TENS of thousands of bank customers have been hit with a crippling interest rate hike on their credit cards -- just days before Christmas.
The increase of up to 4pc on Bank of Ireland credit cards will heap more debt on shoppers who have already stretched themselves on festive spending.
The bank has been accused of cashing in at the worst time of the year -- when many shoppers are using credit cards because they are short of cash.
The interest charged on a range of cards from the bank was increased by up to 4pc with effect from yesterday, exactly a week before Christmas Day.
The rates have gone up by between 0.7pc and 4pc.
The bank, which got ¿4.7bn in a bailout from the taxpayer, said it had not raised rates since August 2011.
The hikes come ahead of peak spending days for consumers preparing for the festive season.
Finance expert Simon Moynihan, of price comparison site Bonkers.ie, accused the bank of squeezing shoppers at a time when they are most vulnerable.
"The bank knows people will blow a chunk of cash at Christmas and hope to be able to pay it back in January.
"But few will be able to clear the debt in January. It seems to be a way for the bank to make a few extra quid."
A recent credit union survey found it can take some people up to six months to recover from overspending at Christmas.
The largest hike in Bank of Ireland credit card rates was for the Clear card, with the rate for purchases jumping from 13.8pc to 17.8pc.
People with Platinum cards will jump from 16.6pc to 17.3pc for purchases on the card. The rate on the Classic card goes up 2pc to 19.9pc.
Bank of Ireland is one of the largest operators of credit cards in the country.
A spokeswoman for the bank said: "With continued pressure from high funding costs and the continuing high risk and loss profiles, these changes were considered necessary to sustain product investment.
"The bank continues to offer very competitive rates across our full range of credit card products in Ireland."
However, chief executive of the Consumers' Association of Ireland Dermott Jewell accused the bank of making a "determined calculation to take advantage of people".
"They are going to make a significant amount of money in interest and it comes across as calculated.
"It's a terrible time to introduce increases in credit card interest rates. There is an argument there's never a good time – but there is, and this isn't it.

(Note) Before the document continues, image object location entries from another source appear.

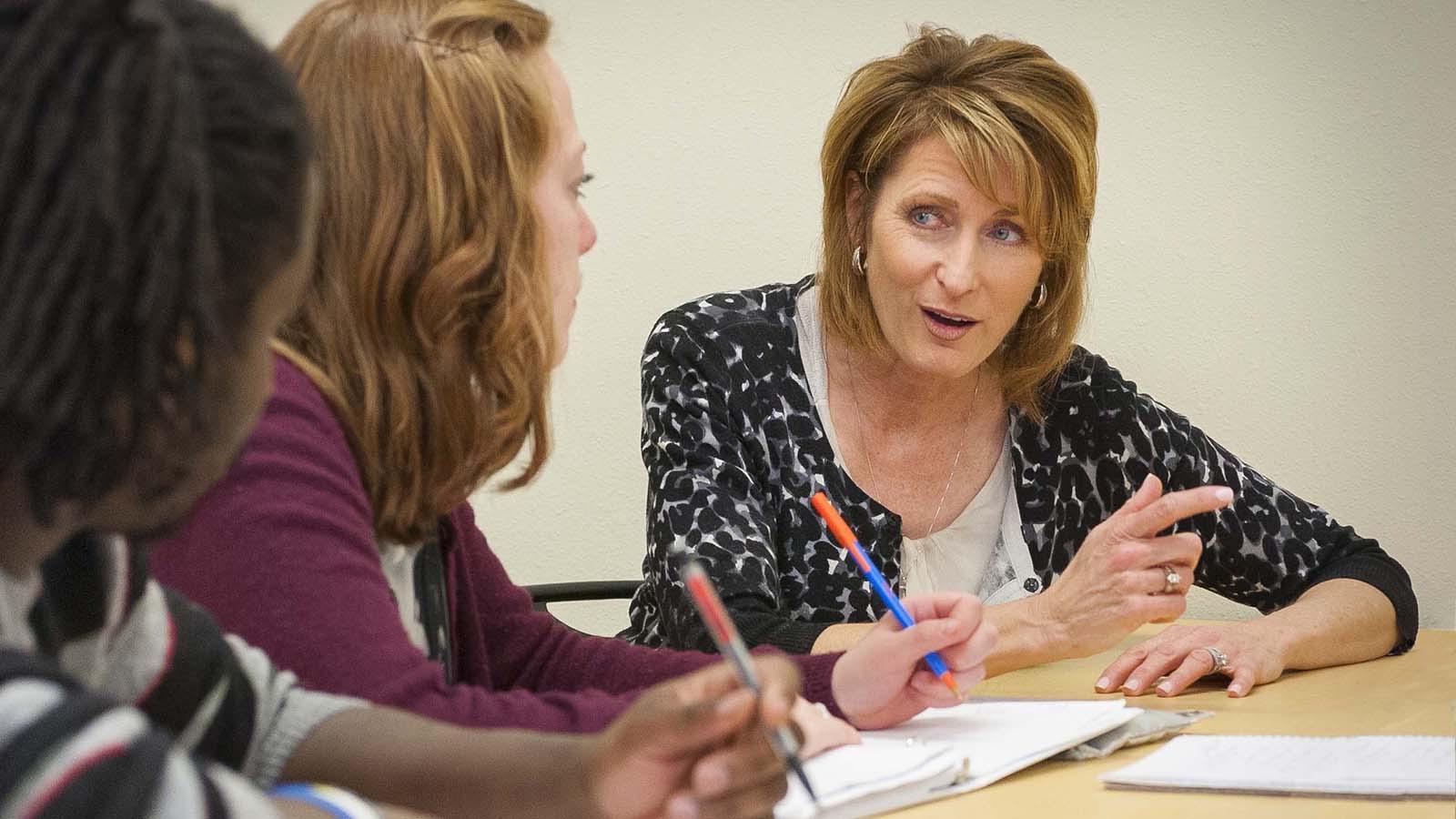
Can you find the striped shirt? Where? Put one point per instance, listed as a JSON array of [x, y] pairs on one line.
[[120, 698]]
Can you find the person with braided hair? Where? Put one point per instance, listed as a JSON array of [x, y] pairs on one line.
[[157, 216]]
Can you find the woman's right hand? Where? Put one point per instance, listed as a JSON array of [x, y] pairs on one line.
[[1116, 581]]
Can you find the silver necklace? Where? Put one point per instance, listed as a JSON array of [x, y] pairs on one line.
[[870, 462]]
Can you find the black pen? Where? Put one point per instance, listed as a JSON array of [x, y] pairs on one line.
[[730, 644]]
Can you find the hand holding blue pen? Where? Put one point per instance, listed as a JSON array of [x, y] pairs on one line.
[[846, 538]]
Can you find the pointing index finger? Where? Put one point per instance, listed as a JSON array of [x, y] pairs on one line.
[[1174, 508]]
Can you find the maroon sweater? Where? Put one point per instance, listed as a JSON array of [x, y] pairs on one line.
[[283, 552]]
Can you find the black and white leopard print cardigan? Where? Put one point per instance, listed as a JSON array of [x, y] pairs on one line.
[[734, 448]]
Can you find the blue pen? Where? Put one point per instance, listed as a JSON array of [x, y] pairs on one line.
[[848, 540]]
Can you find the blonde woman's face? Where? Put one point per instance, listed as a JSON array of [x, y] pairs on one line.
[[948, 268], [567, 229]]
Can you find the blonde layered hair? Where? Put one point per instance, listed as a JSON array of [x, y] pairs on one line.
[[429, 322], [1006, 109]]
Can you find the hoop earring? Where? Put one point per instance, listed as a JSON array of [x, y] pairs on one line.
[[1041, 296]]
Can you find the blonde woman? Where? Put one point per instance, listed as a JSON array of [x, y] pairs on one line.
[[928, 379], [443, 286]]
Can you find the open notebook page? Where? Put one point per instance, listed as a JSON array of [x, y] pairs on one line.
[[1337, 765], [948, 751]]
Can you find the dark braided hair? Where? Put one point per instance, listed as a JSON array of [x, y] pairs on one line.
[[153, 172]]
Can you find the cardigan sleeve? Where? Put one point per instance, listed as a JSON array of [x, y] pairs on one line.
[[283, 552], [695, 446], [533, 651], [1269, 547]]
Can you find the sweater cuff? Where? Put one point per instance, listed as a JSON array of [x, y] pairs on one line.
[[1390, 581], [817, 672], [794, 637]]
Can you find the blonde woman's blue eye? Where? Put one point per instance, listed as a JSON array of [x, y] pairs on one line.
[[1005, 234]]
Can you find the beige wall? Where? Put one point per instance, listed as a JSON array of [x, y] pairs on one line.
[[1271, 254]]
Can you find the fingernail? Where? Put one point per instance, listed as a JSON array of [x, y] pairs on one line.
[[730, 704]]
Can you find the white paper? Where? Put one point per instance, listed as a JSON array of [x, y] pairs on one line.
[[1350, 765], [945, 753]]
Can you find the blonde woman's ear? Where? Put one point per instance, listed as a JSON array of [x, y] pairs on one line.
[[854, 207]]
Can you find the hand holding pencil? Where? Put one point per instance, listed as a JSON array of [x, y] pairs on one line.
[[924, 654]]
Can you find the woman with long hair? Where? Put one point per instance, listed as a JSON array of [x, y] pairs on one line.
[[444, 281]]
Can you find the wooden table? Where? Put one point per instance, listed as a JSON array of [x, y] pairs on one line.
[[1410, 694]]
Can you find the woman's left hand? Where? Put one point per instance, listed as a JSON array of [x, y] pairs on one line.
[[1178, 652], [820, 729]]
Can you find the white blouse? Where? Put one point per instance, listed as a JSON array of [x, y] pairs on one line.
[[983, 550]]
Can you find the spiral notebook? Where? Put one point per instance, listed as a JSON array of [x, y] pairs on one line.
[[1373, 767], [945, 753]]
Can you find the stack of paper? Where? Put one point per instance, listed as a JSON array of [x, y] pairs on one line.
[[945, 753], [1332, 765]]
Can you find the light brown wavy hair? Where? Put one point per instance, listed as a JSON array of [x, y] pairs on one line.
[[1002, 106], [429, 322]]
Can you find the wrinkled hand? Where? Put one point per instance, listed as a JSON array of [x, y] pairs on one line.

"Many, many people – and it's acknowledged by every financial house – are in debt and a significant number of people must use their credit card just to exist," he added.
He said many credit card users do not have the money to clear their bill at the end of the month and are in a spiral of debt as they only meet the minimum repayment.
"For years the Consumers' Association of Ireland has been looking for some element of change in approach; the minimum monthly repayment is still too low. All it does is maintain a consumer in debt.
"It's not going to sit well for consumers but there is very little they can do as there's no competition in the market."
Mr Jewell said consumers should arm themselves with as much information as possible and find out exactly what interest rate they are being charged.
"The reality of life is that a lot of consumers need to think about what they are purchasing and is it worth all the interest that's added to it. You could buy something for €40, but it ends up costing €55. Is it worth it?"
Earlier this year, Bank of Ireland and its subsidiary ICS hiked the variable rates for existing residential and buy-to-let mortgage holders by 0.5pc.
And last month more than a million customers of the bank were hit with a new fee structure for current accounts.
Anyone who fails to keep €3,000 in their account at all times will be hit with a slew of fees and charges. Consumer groups said very few people could afford to do this.
The bank is also reducing services at more than 40 branches. Counter cash services will only be available on certain days of the week.